The question that needs answering is how can so many Muslims openly admit extreme positions worldwide without fear of being shamed by their own Muslim leadership.

If terrorism was as widely and thoroughly condemned in Islam as Rabbi Schneieir claims, then the Pew poll would show low single-digit numbers for each country's citizens supporting terror. The relatively high numbers indicate that there is a serious disconnect between what we are being told and the reality. Schneier is adding to that disconnect.

No one cares about the condemnations per se; what the world cares about is that the terror stops. Since the vast majority of terror attacks (and, now, antisemitism) are done in the name of Islam, it is reasonable to expect Muslim leaders to be in the forefront of fighting terrorism - not just condemning it but addressing it within their own communities and mosques, finding our root causes of how extremism makes it into their own communities and coming up with Islamic-centered solutions that can both convince the youth that terror is not acceptable and that can effectively defeat the ideological roots of Islamic terror.

If moderate Islam is the choice of the vast majority of Muslims, then that majority does have the responsibility to fix the problem with their extremist Muslim brothers. Condemnations are only a small, visible component of what needs to be a major, soul-searching effort. 

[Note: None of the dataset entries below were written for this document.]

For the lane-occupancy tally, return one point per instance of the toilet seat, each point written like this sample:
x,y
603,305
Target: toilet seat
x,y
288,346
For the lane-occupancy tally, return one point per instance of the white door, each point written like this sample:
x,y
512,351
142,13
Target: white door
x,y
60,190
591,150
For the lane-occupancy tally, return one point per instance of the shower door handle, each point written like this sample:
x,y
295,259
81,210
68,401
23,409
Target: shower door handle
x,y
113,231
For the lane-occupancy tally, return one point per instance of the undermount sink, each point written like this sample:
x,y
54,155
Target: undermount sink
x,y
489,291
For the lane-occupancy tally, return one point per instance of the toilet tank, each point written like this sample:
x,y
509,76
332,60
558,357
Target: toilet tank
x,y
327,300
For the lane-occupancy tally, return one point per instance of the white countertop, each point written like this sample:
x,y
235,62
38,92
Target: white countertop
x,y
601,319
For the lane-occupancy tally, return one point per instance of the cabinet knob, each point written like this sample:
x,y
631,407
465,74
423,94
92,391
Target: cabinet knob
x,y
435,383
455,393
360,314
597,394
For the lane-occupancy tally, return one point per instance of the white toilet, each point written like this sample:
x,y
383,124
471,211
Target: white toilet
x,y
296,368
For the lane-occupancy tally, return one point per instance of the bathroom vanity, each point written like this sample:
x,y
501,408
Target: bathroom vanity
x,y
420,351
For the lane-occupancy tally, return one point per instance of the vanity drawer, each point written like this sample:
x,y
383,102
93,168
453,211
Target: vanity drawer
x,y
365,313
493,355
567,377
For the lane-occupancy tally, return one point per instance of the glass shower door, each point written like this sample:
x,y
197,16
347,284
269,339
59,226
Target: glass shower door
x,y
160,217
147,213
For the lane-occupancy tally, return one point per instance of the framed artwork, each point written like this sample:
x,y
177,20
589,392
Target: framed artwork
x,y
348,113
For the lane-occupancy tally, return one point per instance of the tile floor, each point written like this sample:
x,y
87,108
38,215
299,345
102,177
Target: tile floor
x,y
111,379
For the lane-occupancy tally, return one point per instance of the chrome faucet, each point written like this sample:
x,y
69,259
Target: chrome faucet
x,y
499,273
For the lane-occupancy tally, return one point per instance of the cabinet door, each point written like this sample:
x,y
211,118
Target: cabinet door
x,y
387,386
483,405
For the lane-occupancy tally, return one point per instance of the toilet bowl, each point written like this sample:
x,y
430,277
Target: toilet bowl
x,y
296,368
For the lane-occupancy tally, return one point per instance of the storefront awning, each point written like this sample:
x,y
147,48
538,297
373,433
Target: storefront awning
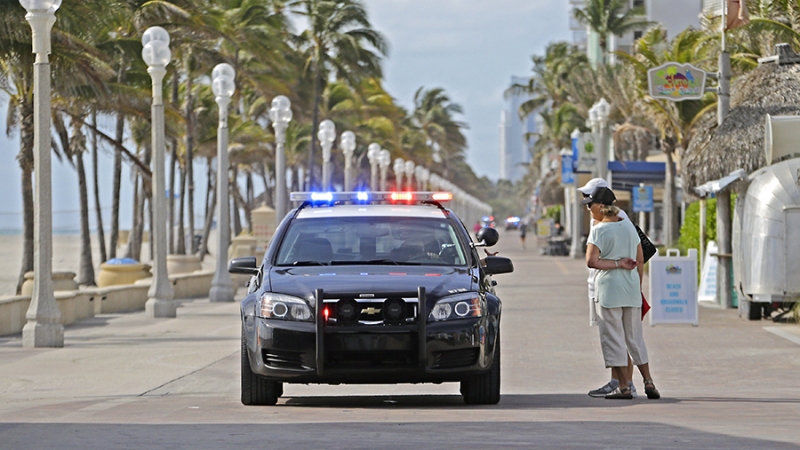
x,y
629,174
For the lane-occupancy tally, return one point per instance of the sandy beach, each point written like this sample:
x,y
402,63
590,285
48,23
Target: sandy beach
x,y
66,257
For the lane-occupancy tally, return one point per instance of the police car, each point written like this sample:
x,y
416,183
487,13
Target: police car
x,y
372,287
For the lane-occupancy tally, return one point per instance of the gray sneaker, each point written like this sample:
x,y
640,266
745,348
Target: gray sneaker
x,y
602,391
633,389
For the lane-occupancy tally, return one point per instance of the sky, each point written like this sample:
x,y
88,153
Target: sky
x,y
471,48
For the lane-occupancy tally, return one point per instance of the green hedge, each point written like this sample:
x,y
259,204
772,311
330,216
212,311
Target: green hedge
x,y
690,230
554,212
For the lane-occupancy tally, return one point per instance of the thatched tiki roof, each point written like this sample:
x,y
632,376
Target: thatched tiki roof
x,y
715,151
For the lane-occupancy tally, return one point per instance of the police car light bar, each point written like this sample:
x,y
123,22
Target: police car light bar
x,y
370,197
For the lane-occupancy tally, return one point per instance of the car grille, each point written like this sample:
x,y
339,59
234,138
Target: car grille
x,y
372,311
282,359
455,358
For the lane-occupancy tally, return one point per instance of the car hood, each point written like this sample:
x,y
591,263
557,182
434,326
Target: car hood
x,y
379,280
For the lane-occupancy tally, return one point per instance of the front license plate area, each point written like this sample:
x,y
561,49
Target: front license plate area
x,y
370,350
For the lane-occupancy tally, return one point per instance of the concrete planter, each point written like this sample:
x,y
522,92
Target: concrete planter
x,y
62,281
178,264
120,272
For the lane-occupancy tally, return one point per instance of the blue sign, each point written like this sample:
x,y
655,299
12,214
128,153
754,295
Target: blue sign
x,y
567,175
642,199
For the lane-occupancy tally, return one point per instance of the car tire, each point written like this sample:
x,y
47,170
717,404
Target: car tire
x,y
754,311
484,389
257,390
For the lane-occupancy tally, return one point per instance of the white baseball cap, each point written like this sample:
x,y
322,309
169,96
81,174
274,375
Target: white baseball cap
x,y
593,184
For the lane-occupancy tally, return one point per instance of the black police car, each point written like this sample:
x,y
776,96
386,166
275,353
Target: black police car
x,y
374,287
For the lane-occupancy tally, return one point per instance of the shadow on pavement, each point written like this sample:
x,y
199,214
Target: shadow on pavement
x,y
507,402
369,435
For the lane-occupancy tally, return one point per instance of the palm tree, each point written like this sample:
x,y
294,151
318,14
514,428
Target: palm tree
x,y
675,121
551,75
339,42
610,17
75,66
434,115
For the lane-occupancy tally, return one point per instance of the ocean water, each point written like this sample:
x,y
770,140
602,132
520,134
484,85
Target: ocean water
x,y
56,232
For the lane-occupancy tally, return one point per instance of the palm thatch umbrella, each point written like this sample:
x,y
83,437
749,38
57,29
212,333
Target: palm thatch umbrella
x,y
715,151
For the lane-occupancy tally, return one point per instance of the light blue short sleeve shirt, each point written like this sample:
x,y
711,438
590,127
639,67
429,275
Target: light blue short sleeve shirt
x,y
616,288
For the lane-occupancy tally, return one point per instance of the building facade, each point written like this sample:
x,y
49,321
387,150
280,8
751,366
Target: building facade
x,y
516,136
673,15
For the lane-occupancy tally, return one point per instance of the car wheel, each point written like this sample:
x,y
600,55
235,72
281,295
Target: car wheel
x,y
257,390
484,389
754,311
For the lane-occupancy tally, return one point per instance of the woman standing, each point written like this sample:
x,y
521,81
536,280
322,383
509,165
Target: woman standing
x,y
614,249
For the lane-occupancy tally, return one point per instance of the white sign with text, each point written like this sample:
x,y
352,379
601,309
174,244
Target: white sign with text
x,y
708,275
673,288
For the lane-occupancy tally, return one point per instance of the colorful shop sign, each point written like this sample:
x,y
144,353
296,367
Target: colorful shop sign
x,y
676,82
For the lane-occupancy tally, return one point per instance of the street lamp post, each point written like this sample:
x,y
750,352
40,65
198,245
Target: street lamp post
x,y
43,328
281,114
223,86
409,166
602,111
156,55
348,144
385,160
326,136
373,155
575,250
399,167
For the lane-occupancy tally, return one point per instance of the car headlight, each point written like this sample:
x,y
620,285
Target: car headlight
x,y
284,307
459,306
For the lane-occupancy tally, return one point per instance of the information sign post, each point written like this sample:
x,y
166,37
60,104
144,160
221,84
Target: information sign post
x,y
673,288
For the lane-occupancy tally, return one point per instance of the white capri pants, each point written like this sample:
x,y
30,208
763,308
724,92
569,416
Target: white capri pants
x,y
620,335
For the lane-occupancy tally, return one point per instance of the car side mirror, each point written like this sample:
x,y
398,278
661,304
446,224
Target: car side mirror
x,y
487,237
497,265
245,265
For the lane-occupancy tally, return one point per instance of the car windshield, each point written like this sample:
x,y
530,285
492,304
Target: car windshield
x,y
371,240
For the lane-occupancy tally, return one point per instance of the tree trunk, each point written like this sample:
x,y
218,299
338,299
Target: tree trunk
x,y
86,269
181,235
27,231
171,200
233,188
670,207
101,236
250,201
25,159
211,201
147,196
189,116
133,235
173,162
724,232
314,122
212,204
115,195
262,168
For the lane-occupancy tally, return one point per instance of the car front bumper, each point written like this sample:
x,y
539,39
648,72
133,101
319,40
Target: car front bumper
x,y
302,352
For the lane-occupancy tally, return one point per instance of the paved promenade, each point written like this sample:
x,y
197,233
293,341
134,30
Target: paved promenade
x,y
125,381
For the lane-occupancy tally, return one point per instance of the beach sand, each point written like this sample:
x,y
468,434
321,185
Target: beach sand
x,y
66,257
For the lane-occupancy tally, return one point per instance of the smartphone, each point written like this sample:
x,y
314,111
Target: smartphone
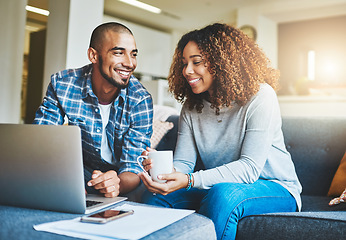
x,y
106,216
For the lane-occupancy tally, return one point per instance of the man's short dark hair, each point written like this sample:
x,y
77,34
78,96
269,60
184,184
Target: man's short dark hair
x,y
99,32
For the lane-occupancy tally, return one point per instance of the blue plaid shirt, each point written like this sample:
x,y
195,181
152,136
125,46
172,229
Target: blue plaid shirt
x,y
129,129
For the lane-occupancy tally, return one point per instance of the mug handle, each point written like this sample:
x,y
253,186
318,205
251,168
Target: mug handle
x,y
140,164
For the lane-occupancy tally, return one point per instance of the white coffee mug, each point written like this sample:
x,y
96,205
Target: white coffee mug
x,y
162,163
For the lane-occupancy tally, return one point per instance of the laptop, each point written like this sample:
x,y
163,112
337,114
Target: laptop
x,y
41,167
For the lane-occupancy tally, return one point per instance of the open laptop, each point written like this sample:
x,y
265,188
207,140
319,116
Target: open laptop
x,y
41,167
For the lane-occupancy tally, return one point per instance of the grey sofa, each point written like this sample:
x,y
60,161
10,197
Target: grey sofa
x,y
316,146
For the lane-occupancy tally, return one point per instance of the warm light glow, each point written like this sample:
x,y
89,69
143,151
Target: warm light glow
x,y
311,65
142,5
37,10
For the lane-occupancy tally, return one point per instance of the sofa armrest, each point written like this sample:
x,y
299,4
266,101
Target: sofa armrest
x,y
169,141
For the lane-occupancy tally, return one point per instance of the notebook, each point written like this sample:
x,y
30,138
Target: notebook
x,y
41,167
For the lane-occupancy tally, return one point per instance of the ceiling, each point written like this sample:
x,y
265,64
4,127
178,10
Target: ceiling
x,y
185,15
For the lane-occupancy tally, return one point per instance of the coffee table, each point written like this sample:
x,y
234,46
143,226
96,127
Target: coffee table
x,y
17,223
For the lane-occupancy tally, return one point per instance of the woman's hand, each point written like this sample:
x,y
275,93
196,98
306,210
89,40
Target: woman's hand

That is what the world is not seeing. 

I don't doubt that most Muslim leaders detest ISIS. But the fact is that ISIS emerged from their own belief system. And extremist ideologies like that of ISIS is offering something compelling for young people to want to join it. Perhaps it is the perception that extremism is aligned with piety, perhaps it is from years of being indoctrinated with the idea that Muslims are under attack and it is time for them to take revenge, perhaps something else. But this is not a problem that can be solved by non-Muslims. The responsibility lies with Muslim leaders, both in the first and third worlds. and like it or not, the rest of the world is not seeing the excruciating soul-searching and strategy that is a necessary component of solving this problem that is clearly in the heart of the Islamic world today, not peripheral to it. 

(h/t EBoZ)

UPDATE: After I wrote this, I saw his article showing that Egypt's president gets it:

In a speech on New Year’s day, Egyptian President Abdel Fattah al-Sisi called for a “religious revolution” in Islam that would displace violent jihad from the center of Muslim discourse.

“Is it possible that 1.6 billion people (Muslims worldwide) should want to kill the rest of the world’s population—that is, 7 billion people—so that they themselves may live?” he asked. “Impossible.”

Speaking to an audience of religious scholars celebrating the birth of Islam’s prophet, Mohammed, he called on the religious establishment to lead the fight for moderation in the Muslim world. “You imams (prayer leaders) are responsible before Allah. The entire world—I say it again, the entire world—is waiting for your next move because this umma (a word that can refer either to the Egyptian nation or the entire Muslim world) is being torn, it is being destroyed, it is being lost—and it is being lost by our own hands.”

He was speaking in Al-Azhar University in Cairo, widely regarded as the leading world center for Islamic learning.

“The corpus of texts and ideas that we have made sacred over the years, to the point that departing from them has become almost impossible, is antagonizing the entire world. You cannot feel it if you remain trapped within this mindset. You must step outside yourselves and reflect on it from a more enlightened perspective.”